From roughly 30 percent of new cases in early July, the variant accounts for 77.5 percent already on July 13th, according to data from the Federal Office of Public Health (FOPH).

At the same time, the number of new daily infections reported by FOPH on Tuesday stands at 483, triple what it was at the beginning of July.

Contact tracers in Zurich are attributing this spike at least partly to unvaccinated people returning to Switzerland from Spain, but also from Greece.

Both countries, popular holiday destinations for Swiss tourists, are reporting higher infection rates.

READ MORE: Returning tourists fuel Zurich’s Covid case spike

So far, the number of hospitalisations or deaths has not risen significantly.

Is there a way to prevent further Delta-related contaminations?

Health officials have repeatedly said that vaccination is the only hope of curtailing the spread of this variant, as the two vaccines administered in Switzerland — Pfizer and Moderna — are believed to be effective against it.

It is expected that the virus will spread mostly to those who are not vaccinated and, to a lesser degree, to people who have only had one shot of the vaccine, according to epidemiologist Volker Thiel.

As this FOPH chart shows the number of Delta cases has climbed dramatically.

The spread of the highly contagious Delta correlates with more new cases detected in Switzerland, which have tripled since the end of June.

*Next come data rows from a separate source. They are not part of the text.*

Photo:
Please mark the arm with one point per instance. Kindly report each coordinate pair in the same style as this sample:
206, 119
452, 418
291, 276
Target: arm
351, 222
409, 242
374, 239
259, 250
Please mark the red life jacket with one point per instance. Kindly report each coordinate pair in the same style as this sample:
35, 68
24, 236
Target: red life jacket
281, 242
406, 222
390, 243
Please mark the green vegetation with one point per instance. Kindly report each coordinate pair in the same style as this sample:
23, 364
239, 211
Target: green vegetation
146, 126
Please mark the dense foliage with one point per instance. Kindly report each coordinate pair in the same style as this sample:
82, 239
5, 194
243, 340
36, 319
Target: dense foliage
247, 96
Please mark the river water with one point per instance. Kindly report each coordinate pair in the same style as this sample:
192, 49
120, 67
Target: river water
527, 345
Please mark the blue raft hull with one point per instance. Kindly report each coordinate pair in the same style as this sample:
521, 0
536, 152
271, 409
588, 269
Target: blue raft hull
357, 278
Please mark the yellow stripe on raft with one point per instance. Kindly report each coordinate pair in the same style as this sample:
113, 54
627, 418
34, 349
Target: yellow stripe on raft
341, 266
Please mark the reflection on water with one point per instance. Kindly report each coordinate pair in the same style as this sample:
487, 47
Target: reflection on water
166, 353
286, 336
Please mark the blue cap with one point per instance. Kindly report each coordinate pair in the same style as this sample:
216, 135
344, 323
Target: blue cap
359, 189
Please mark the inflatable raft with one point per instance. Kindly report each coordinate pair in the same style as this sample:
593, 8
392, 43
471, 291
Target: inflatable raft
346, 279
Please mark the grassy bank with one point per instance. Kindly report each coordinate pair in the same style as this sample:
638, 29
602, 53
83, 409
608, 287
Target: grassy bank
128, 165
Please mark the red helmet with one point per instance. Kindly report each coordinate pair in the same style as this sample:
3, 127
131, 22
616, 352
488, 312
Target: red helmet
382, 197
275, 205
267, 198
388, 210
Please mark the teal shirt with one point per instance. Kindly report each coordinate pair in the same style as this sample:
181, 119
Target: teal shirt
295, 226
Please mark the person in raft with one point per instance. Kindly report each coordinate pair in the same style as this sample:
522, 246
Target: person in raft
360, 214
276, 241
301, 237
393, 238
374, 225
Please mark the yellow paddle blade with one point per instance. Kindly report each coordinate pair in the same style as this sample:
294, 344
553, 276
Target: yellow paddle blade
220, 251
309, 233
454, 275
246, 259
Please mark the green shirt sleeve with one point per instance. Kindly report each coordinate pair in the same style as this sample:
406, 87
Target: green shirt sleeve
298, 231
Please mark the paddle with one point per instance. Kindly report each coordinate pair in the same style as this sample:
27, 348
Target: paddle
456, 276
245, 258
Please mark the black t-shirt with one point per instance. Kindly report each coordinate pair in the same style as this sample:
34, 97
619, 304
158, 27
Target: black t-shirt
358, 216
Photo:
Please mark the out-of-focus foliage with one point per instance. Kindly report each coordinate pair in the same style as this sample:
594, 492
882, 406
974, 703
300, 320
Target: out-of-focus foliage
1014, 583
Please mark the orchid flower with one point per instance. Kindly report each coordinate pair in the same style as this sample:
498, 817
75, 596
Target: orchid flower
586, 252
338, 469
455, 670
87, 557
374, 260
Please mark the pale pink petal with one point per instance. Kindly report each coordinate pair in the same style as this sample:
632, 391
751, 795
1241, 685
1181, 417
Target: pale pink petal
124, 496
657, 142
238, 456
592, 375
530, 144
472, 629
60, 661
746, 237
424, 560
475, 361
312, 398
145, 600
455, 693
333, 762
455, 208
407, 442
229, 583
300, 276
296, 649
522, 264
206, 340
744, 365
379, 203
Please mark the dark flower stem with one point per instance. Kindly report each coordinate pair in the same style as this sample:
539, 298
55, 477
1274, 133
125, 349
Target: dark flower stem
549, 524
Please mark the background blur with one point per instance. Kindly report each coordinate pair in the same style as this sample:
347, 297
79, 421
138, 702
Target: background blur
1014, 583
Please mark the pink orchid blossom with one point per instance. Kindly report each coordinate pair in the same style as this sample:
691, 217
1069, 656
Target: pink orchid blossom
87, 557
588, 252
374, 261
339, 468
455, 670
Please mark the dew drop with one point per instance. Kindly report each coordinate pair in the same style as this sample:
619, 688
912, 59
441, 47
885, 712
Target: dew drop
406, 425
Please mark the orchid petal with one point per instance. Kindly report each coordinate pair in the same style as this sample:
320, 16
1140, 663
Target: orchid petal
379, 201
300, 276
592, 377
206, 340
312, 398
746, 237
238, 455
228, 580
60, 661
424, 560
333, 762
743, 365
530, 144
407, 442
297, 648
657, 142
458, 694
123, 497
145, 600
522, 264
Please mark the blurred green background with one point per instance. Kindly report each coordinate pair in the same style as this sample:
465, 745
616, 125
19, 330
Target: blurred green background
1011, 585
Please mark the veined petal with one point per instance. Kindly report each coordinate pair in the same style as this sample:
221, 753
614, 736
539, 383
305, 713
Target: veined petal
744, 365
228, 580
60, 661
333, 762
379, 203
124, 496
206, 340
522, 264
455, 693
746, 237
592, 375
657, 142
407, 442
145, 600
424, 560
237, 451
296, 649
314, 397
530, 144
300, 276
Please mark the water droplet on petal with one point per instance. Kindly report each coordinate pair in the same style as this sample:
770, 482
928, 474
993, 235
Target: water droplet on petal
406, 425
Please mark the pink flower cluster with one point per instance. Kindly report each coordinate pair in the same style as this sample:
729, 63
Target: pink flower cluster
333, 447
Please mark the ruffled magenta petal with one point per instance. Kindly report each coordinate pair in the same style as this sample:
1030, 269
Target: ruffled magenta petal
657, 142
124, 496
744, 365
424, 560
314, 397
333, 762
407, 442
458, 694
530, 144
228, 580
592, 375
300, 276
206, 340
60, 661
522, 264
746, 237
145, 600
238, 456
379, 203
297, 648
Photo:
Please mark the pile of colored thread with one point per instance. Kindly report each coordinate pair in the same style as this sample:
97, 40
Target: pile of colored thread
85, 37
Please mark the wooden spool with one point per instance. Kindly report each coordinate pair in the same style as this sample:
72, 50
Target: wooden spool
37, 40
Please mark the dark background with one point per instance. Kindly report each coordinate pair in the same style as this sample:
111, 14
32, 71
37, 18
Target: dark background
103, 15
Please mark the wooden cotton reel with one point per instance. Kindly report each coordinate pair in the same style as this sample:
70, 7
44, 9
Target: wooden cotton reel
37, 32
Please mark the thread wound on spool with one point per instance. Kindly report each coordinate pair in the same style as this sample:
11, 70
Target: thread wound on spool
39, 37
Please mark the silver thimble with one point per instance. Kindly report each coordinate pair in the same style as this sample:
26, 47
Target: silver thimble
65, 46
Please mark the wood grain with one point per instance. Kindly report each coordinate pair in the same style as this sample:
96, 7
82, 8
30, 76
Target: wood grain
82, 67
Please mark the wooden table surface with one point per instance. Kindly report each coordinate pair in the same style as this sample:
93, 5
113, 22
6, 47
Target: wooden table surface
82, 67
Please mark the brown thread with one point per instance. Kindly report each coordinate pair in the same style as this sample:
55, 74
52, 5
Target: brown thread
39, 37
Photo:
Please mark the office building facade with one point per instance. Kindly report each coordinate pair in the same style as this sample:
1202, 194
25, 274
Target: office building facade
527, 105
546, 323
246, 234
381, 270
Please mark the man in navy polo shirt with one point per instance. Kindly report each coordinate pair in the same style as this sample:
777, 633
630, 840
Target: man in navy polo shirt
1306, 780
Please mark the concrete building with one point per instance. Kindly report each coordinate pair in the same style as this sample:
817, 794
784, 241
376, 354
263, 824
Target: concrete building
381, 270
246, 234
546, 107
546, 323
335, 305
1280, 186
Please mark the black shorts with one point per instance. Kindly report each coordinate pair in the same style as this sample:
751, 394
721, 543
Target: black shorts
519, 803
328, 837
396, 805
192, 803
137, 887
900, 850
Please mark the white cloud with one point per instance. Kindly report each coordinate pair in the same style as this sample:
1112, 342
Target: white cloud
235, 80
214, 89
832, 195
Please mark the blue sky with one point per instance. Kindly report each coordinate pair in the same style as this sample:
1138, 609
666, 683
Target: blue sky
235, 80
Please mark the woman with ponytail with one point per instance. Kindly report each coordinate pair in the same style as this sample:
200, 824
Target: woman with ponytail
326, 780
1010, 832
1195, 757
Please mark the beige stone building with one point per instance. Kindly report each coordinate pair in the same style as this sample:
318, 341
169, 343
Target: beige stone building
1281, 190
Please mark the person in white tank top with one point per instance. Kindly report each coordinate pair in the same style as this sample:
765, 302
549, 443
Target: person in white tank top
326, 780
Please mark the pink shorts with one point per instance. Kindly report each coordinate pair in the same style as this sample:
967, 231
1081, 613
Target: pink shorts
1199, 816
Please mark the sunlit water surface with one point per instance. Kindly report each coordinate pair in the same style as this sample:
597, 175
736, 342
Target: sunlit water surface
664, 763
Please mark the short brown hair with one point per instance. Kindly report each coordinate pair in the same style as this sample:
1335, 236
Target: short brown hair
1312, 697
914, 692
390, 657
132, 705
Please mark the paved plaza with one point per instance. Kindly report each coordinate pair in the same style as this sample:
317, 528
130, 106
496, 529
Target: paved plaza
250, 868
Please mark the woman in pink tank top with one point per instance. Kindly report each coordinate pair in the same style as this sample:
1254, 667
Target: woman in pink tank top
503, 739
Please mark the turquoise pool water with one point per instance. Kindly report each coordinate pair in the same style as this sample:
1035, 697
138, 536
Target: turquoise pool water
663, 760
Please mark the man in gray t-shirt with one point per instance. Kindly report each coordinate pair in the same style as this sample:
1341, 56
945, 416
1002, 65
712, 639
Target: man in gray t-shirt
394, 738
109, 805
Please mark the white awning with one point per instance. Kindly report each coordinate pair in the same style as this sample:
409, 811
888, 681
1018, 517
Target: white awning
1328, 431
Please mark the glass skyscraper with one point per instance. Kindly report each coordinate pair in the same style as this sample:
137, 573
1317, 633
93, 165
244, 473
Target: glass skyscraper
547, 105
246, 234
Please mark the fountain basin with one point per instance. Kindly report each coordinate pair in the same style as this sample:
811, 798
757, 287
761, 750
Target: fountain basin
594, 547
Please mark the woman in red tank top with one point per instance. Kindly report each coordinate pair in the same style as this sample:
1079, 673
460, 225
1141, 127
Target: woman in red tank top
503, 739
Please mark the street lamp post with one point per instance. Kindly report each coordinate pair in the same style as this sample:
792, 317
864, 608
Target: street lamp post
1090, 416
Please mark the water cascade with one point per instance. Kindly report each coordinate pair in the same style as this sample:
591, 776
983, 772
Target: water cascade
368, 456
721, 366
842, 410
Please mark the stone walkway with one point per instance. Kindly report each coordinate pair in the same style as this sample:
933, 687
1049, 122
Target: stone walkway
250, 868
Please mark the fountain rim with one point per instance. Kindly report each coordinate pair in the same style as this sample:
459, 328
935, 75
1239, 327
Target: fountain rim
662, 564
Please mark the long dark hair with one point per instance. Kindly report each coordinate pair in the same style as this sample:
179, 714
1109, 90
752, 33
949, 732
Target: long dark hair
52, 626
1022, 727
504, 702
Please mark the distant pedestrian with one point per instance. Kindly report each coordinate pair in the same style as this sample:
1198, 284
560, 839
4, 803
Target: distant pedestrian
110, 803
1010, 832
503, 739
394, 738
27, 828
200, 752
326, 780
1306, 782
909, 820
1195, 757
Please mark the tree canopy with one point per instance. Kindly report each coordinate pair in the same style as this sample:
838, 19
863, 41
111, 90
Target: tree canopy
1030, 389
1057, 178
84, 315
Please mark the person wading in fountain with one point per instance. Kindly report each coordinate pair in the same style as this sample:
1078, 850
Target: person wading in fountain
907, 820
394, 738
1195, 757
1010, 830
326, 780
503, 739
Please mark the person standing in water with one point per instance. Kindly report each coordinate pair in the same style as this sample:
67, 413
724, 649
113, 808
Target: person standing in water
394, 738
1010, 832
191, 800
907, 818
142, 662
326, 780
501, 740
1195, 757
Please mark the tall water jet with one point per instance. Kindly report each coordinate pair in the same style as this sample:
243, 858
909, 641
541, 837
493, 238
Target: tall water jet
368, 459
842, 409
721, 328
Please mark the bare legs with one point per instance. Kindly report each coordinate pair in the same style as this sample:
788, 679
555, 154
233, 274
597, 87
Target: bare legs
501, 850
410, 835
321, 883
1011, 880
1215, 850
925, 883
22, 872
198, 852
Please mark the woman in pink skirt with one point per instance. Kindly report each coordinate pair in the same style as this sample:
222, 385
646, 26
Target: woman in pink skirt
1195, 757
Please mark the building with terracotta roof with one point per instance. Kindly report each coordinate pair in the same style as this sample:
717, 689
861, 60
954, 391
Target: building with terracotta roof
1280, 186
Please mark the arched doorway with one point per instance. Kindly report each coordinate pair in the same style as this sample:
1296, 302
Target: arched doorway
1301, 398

READ MORE: How Switzerland plans to contain the Delta variant

To date, over 3.6 million people — about 41 percent of the population — are fully vaccinated in Switzerland.

That is not enough to develop herd immunity or to stop the spread of mutations, experts say.

The pace of vaccinations has slowed down in recent weeks, but the hope is that more people will get their shots after the holidays.

If that doesn’t happen, however, Switzerland’s vaccination coverage will be closer to 60 percent than the original target of 80 percent set by the government.